The Federal Reserve extended a program set up earlier this year to ease strains from the European debt crisis.
The program, which was set to expire in January, will now run through Aug. 1, the Fed announced on Tuesday.
The Fed is lending dollars to other central banks in exchange for their currencies. The central banks can lend those dollars out to banks in their home countries to ease financial turmoil.
The Fed's "swap" program was set up in May as fears rose that Greece's debt crisis could engulf other European countries. European banks need dollars to lend to companies across the continent. European companies that have operations in the U.S. pay their employees in dollars and buy raw materials with the U.S. currency.
The Bank of Canada, the Bank of England, the European Central Bank, the Bank of Japan, and the Swiss National Bank all have swap arrangements with the Fed.
"The reality is Europe isn't out of the woods yet.
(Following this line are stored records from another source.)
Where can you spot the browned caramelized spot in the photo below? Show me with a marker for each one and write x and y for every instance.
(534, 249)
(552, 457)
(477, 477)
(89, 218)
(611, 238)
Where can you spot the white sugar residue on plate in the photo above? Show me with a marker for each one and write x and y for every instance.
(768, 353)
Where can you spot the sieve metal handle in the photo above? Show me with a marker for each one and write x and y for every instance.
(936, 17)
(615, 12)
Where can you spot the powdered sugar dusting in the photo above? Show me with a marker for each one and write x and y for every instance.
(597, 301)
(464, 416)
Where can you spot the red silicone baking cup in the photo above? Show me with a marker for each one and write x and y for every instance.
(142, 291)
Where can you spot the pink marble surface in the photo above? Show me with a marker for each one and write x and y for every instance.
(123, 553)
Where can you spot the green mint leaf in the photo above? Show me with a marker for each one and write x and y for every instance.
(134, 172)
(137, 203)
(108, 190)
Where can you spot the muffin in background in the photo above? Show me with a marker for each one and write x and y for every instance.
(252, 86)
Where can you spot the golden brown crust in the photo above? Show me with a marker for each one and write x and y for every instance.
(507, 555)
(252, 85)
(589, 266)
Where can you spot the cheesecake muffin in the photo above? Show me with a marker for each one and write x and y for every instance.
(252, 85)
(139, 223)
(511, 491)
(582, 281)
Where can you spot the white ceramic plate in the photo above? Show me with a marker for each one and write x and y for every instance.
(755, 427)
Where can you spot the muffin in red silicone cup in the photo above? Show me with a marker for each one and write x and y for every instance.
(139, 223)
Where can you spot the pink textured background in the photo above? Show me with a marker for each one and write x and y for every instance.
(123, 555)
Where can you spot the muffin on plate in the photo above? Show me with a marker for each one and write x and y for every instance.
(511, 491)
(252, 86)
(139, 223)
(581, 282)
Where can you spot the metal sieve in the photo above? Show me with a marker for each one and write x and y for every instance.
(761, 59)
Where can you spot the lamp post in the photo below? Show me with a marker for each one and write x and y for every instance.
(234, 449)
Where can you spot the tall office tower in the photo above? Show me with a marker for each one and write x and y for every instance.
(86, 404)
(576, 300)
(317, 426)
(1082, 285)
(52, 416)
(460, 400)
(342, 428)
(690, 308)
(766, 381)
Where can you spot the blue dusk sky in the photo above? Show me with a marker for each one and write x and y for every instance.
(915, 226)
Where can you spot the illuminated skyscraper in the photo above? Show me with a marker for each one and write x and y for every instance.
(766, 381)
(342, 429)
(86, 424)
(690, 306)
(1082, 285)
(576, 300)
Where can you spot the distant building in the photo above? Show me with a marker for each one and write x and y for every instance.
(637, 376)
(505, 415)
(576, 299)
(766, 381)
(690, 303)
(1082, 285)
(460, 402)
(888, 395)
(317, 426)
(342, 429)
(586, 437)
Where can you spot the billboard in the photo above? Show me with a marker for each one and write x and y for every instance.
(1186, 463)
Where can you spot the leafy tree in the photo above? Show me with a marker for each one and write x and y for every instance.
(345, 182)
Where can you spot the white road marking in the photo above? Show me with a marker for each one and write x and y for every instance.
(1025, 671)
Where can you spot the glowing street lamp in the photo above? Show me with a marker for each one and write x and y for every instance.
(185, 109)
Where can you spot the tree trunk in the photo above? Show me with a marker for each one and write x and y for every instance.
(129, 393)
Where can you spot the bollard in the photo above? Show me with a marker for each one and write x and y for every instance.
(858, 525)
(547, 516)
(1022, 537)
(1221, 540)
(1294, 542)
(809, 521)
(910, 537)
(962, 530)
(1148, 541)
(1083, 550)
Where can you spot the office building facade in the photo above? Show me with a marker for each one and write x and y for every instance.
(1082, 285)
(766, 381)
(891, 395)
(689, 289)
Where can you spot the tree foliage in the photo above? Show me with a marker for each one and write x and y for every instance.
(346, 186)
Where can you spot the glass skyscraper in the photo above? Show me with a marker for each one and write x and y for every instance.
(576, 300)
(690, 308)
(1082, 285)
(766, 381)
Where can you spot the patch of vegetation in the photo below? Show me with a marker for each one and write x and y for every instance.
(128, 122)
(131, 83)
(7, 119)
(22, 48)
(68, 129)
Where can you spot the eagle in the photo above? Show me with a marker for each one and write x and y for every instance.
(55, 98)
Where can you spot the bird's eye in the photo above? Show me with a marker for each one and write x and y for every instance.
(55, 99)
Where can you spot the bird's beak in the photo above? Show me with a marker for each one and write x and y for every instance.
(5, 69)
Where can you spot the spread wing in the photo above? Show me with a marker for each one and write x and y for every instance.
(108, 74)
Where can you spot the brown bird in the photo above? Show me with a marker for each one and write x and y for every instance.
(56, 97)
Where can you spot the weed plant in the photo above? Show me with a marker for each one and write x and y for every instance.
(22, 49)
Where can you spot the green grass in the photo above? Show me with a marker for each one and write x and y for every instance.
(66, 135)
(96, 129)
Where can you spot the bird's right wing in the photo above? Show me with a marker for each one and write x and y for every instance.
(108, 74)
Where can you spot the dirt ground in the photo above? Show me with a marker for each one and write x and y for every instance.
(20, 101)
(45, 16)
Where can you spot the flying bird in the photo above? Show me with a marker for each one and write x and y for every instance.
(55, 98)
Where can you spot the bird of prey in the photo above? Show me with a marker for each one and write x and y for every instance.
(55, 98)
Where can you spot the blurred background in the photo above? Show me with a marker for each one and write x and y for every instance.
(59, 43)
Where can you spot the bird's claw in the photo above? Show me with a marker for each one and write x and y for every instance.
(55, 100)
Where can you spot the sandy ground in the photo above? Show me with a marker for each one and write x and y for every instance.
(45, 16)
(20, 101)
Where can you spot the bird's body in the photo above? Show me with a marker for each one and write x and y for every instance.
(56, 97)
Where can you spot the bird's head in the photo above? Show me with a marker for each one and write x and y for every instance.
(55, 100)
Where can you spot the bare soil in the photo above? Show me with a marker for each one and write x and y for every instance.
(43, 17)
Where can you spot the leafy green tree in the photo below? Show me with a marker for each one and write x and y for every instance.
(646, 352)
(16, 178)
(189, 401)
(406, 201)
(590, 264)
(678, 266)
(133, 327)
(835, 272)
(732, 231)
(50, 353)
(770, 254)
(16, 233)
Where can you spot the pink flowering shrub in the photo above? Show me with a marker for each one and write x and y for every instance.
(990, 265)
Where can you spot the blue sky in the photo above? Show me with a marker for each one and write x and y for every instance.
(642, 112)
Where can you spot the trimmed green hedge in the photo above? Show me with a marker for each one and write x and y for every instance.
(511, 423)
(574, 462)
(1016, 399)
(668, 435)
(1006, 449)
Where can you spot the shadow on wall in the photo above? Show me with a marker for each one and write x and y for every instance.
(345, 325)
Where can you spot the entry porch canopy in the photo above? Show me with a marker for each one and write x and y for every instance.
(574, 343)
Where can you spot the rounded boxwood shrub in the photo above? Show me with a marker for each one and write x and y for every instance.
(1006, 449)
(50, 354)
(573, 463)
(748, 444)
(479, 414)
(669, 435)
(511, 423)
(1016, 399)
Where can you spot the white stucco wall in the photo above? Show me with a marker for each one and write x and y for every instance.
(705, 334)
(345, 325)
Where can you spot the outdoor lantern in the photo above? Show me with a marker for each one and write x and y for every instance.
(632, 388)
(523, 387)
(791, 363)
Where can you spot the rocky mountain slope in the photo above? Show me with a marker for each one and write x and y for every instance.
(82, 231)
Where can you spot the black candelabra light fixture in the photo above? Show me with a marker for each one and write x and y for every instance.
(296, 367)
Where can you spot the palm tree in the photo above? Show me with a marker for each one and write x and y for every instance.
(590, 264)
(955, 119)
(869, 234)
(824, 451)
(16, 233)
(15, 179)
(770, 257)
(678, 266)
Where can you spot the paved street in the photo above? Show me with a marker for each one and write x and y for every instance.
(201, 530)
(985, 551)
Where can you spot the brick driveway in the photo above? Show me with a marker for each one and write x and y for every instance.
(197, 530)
This extends a tool to central banks if they need it," said Nariman Behravesh, chief economist at IHS Global Insight.
Use of the program peaked in May, shortly after the swap arrangements were set up. The Fed had lent the European Central Bank $9.2 billion, and was repaid.
In June, the Fed had lent $6.64 billion through the program. Most of the money went to the European Central Bank, and was repaid. Use of the program has since waned. As of early December, the Fed lent only $60 million to the European Central Bank.
However, the debt crisis has spread from Greece to engulf Ireland, which required a $90 billion bailout in late November from the European Union and International Monetary Fund. The crisis threatens other European countries, including Spain and Portugal.